I think it's pretty clear from the more obviously-objective parts of things that Jesus was able to command pretty decent audiences to hear what he had to say, and was able to say things in a convincing and articulate fashion. Chances are the apostles had no such off-the-cuff skills with oratory.
I mean, if I had been taught something I felt was a very important worldview that would benefit a lot of people if they'd only listen to it and agree to adopt it themselves, I'd be looking for any angle I could use to lend it that extra impression of legitimacy and authority. I think perhaps that if anyone was a borderline-psychotic opportunist with the agenda to intentionally (though with no malice and with understandable motives) mislead or trick people, it was probably Paul.
Also, Scots: See, what you're outlining is also a way to look at it. It certainly works for the Buddhists to a certain degree, and I don't find anything inconsistent or even that far offside in it. Surely one of the basic ideas in Christianity is that those who are righteous and adhere to God's way will find peace and happiness, if not on this earth then in heaven after death. And if that's the case, we can maybe assume that -- once we shed the flesh and rejoin God in heaven (where, presumably, we all came from before putting on these meatsuits like scuba gear and wandering the Earth in a weird cloud of amnesia) -- ummm...
Fuck!
It had something to do with the Godhead being a composite of all consciousness which fragments itself and distributes itself throughout creation in order to fulfill some plan or experiment or lesson which is vitally important to the Godhead's existence or understanding. And there was something about returning to that and then having, as part of the godhead, the ability to return and teach anew -- bodhisattva-styles.

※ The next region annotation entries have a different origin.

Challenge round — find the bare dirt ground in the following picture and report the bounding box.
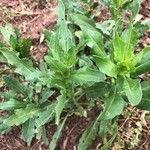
[0,0,150,150]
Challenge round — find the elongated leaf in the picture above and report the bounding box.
[128,0,142,21]
[136,98,150,111]
[70,68,105,84]
[36,126,49,145]
[96,20,115,35]
[132,47,150,76]
[137,80,150,110]
[44,30,63,60]
[85,82,110,98]
[141,80,150,98]
[2,50,38,80]
[45,56,68,72]
[122,25,138,51]
[4,104,39,126]
[56,0,74,52]
[0,24,15,44]
[49,117,67,150]
[71,14,95,30]
[72,14,105,56]
[55,94,68,125]
[22,119,35,146]
[94,56,117,77]
[113,27,137,63]
[0,115,11,134]
[3,76,30,97]
[0,91,17,101]
[35,104,55,130]
[0,99,26,110]
[102,90,124,120]
[78,115,101,150]
[124,78,142,106]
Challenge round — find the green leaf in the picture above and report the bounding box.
[39,88,54,103]
[101,124,118,150]
[0,24,15,44]
[36,126,49,145]
[22,118,35,146]
[124,78,142,106]
[45,56,70,73]
[0,91,17,101]
[122,25,138,51]
[44,30,63,60]
[4,104,39,126]
[70,68,105,84]
[132,47,150,76]
[85,82,110,98]
[94,56,117,77]
[19,39,32,58]
[128,0,142,21]
[71,14,105,56]
[2,50,38,80]
[49,117,67,150]
[55,94,68,125]
[136,98,150,111]
[56,0,74,52]
[113,26,137,64]
[0,51,7,63]
[0,99,26,110]
[0,115,11,134]
[35,104,55,130]
[96,20,115,35]
[77,115,101,150]
[141,80,150,98]
[102,89,124,120]
[3,76,30,97]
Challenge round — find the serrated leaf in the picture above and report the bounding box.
[49,117,67,150]
[56,0,74,52]
[2,50,38,80]
[102,89,124,120]
[113,27,137,63]
[0,24,15,44]
[123,78,142,106]
[94,56,117,77]
[44,30,63,60]
[45,56,68,73]
[55,94,68,125]
[132,47,150,76]
[0,91,17,101]
[85,82,110,98]
[71,14,95,30]
[22,118,35,146]
[96,20,115,35]
[141,80,150,98]
[122,25,138,52]
[0,99,26,110]
[4,104,39,126]
[136,98,150,111]
[3,76,30,97]
[71,14,105,56]
[36,126,49,145]
[0,115,11,134]
[70,68,105,84]
[128,0,142,21]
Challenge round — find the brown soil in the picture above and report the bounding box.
[0,0,150,150]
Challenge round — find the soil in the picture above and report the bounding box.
[0,0,150,150]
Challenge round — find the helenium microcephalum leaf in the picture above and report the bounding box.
[124,78,142,106]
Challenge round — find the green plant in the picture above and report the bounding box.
[0,0,150,150]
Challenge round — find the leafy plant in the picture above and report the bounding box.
[0,0,150,150]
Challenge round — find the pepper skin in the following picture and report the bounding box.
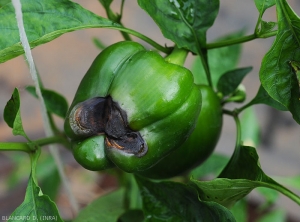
[64,41,201,172]
[139,85,223,179]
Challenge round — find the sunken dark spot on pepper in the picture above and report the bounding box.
[74,96,148,157]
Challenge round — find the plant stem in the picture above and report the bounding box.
[205,30,277,49]
[110,26,172,54]
[0,142,32,153]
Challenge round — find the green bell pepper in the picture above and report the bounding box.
[64,41,201,172]
[139,85,223,179]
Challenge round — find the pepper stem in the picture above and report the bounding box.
[165,45,189,66]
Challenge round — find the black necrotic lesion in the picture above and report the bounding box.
[74,96,148,157]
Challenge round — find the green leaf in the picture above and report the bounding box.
[254,0,275,16]
[138,0,219,53]
[191,32,243,87]
[258,21,277,36]
[73,189,125,222]
[247,85,287,111]
[0,0,121,63]
[276,175,300,190]
[257,210,287,222]
[36,153,61,201]
[118,209,145,222]
[230,199,248,222]
[99,0,113,10]
[0,0,11,8]
[257,187,279,210]
[136,177,235,222]
[9,174,63,222]
[3,88,30,141]
[189,153,229,179]
[217,67,252,96]
[260,0,300,123]
[191,146,300,207]
[26,86,68,118]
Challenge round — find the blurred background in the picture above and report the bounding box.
[0,0,300,221]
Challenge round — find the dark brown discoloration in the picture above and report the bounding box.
[74,96,148,157]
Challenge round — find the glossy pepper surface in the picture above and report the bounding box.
[65,41,201,172]
[139,85,223,179]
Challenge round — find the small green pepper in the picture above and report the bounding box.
[139,85,223,179]
[64,41,201,172]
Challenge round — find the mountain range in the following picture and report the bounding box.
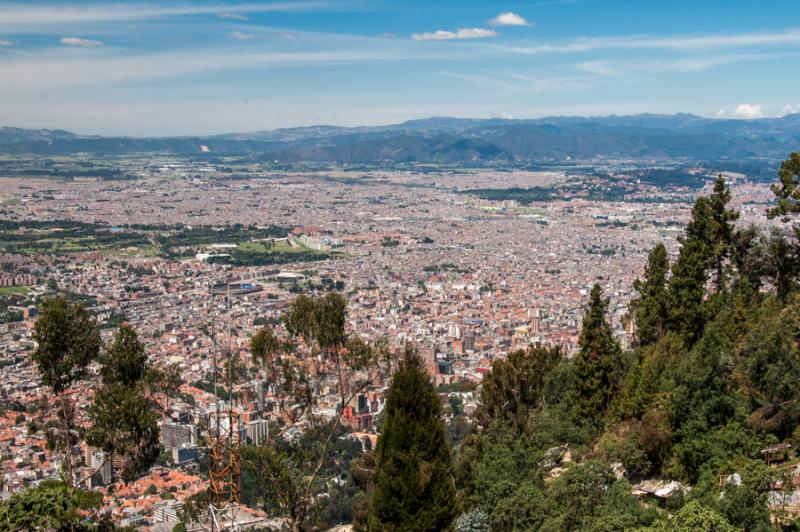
[0,113,800,164]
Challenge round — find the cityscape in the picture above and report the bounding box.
[0,2,800,532]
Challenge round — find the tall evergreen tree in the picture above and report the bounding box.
[709,175,739,293]
[668,197,715,344]
[573,284,621,426]
[33,297,100,486]
[632,242,669,346]
[369,350,458,531]
[86,325,159,481]
[767,152,800,221]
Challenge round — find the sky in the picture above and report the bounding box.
[0,0,800,136]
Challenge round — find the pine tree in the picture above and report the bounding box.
[573,284,621,426]
[709,175,739,293]
[668,197,715,344]
[86,325,159,481]
[33,297,100,486]
[632,242,669,346]
[369,350,458,531]
[767,152,800,221]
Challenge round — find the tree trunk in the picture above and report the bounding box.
[61,392,75,488]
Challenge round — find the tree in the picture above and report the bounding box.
[669,197,715,344]
[33,296,100,486]
[369,349,458,531]
[631,242,669,346]
[709,175,739,293]
[86,325,167,481]
[573,284,621,426]
[767,152,800,221]
[243,293,387,530]
[0,482,107,532]
[475,346,563,433]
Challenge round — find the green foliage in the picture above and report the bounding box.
[0,483,102,531]
[369,352,458,531]
[768,152,800,219]
[572,285,621,426]
[86,325,164,482]
[709,175,739,292]
[631,243,669,346]
[33,297,100,394]
[475,346,562,432]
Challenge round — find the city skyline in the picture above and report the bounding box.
[0,0,800,136]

Man. My brain is wicked small. :(
Scots Taffer on 20/9/2006 at 01:24
Well, I always look at Jesus as God's second attempt to teach mankind that also "failed" in a sense. I believe that he sent Jesus down to shake shit up and to allow people to get through their heads that all the fractitious goings-on in Judaism were precisely the opposite to his point.
Also, if you believe in manifestations etc as well like say, the Virgin Mary appearing to those kids at (
http://www.medjugorje.org/) Medjugorje, then even the celestial visits are at an end as the apparition told the kids something along the lines of
this is the last time I will appear to anyone, the world doesn't want to listen.
Gingerbread Man on 20/9/2006 at 01:27
No, I don't believe in any of that apparition shit. I know far too much about temporal lobe disturbances and things to lend it any credence whatsoever. And I don't understand how people find it easy to accept the virgin Mary appearing to someone but think that alien abduction reports are a load of bollocks, because they're exactly the same thing.
Anyway, I do not trust a human who says they have had direct contact with something supposedly divine. Not unless they're a gibbering mess with a cerebral cortex that looks like a plate of burned spaghetti. And I don't have a witty rejoinder to the inevitable "Ah, but God fortified their constitution so that they could receive His message unharmed" other than "fuck off, even sodding MOSES was told to look away you ass" but I'm working on one.